Innovation presents widely-acknowledged benefits to society, including economic growth and social and cultural well-being. However, the benefits of innovation are often not distributed equally throughout society. How can government policies encourage innovation economies that are more inclusive, and what are the barriers we face in doing so?
Following on a public webinar hosted by the Munk School of Global Affairs & Public Policy at the University of Toronto with the support of CIFAR, the panelists, including members of CIFAR’s Innovation, Equity, & The Future of Prosperity research program, participated in a virtual briefing on December 18, 2020 with policymakers in the federal government of Canada. Through an interactive panel discussion, this briefing was an opportunity for researchers, civil society leaders and government policymakers to identify and share mutual interests and priorities in equality, innovation and distributive growth. This report highlights key messages from the conversation at the webinar and the briefing.
Key Insights and Priorities
“Innovation” refers to the application of knowledge to develop new or improved products, services, or organization of work, with a view to generating economic and social value, such as higher productivity or better environmental sustainability. “Inclusiveness” encompasses three criteria: participation (by all people as workers, entrepreneurs, students, etc.), distribution (of benefits and access more fairly), and empowerment (ensuring everyone has the opportunity to contribute to decision-making about innovation in firms and society more broadly).

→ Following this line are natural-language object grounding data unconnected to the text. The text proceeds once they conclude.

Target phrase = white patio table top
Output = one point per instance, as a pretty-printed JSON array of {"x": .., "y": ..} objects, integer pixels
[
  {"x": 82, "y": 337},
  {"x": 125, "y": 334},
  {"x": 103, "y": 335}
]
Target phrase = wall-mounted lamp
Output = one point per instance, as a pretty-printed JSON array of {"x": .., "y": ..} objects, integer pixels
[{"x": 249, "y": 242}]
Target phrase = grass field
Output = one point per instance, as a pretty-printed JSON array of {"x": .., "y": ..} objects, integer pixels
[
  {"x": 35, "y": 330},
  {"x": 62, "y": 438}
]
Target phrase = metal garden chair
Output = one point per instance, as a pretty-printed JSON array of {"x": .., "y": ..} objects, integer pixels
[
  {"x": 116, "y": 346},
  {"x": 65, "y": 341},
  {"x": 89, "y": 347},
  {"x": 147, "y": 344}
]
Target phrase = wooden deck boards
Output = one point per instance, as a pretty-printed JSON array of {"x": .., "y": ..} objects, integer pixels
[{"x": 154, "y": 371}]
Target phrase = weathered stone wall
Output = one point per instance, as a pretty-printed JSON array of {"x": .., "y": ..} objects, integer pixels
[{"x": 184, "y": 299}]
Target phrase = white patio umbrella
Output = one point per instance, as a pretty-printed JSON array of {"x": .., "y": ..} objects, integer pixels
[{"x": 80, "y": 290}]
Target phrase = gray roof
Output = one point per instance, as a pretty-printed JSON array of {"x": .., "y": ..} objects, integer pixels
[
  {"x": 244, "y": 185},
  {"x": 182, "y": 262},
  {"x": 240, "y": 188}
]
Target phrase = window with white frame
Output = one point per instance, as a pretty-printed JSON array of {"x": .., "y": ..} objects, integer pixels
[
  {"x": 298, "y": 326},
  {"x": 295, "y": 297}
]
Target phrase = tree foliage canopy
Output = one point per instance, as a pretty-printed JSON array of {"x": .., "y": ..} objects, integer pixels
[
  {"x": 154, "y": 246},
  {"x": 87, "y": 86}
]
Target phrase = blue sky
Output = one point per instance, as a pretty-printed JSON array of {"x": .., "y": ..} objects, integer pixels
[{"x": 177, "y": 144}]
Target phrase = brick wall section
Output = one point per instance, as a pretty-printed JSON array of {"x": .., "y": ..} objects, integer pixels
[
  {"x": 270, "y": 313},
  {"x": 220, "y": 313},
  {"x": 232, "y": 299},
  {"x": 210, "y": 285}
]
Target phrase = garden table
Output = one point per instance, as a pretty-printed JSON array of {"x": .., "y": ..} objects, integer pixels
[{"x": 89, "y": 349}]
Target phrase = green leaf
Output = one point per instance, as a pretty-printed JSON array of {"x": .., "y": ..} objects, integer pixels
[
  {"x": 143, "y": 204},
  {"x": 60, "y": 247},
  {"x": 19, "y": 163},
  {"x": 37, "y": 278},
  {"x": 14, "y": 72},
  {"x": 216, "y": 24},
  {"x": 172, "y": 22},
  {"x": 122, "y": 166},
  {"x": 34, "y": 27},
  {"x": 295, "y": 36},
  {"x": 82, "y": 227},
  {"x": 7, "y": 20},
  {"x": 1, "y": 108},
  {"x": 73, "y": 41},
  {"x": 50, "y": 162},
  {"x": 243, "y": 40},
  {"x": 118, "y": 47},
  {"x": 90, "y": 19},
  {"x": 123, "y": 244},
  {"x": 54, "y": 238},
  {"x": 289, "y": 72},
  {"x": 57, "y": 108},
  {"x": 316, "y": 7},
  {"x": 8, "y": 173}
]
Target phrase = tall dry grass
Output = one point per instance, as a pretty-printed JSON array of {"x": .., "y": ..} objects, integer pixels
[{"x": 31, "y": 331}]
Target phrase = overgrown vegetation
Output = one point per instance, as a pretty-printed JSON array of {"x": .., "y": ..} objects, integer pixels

There isn’t necessarily a tradeoff between innovation and inclusiveness — in fact, a more inclusive innovation system would not only be more fair, but could help society and the economy grow faster by allowing more people to contribute. The goal of a “distribution-sensitive innovation policy” is to grow the value of innovation without increasing inequality, and perhaps even decrease it.
Canada is neither as innovative as it can be, nor as inclusive as it aspires to be.
Canada punches above its weight in terms of inventions, and has opportunities to develop production chains and networks that can turn these inventions into further innovation within the country and capture the benefits of invention. There is a need to develop a true innovation policy that is longer term than a budgetary cycle and institutionalized within the civil service and public agencies.
The “thickness” of the conversation about inclusiveness must also be increased, beyond simply discussing participation, but also the trickier dimensions of distribution and empowerment, in order to lead to more substantive changes. For example, while many racialized groups in Canada have in the innovation sector (and tend to have higher educational attainment than their peers), they receive lower pay, and feel less empowered to bring their innovative ideas to the table and know that their contributions will be valued.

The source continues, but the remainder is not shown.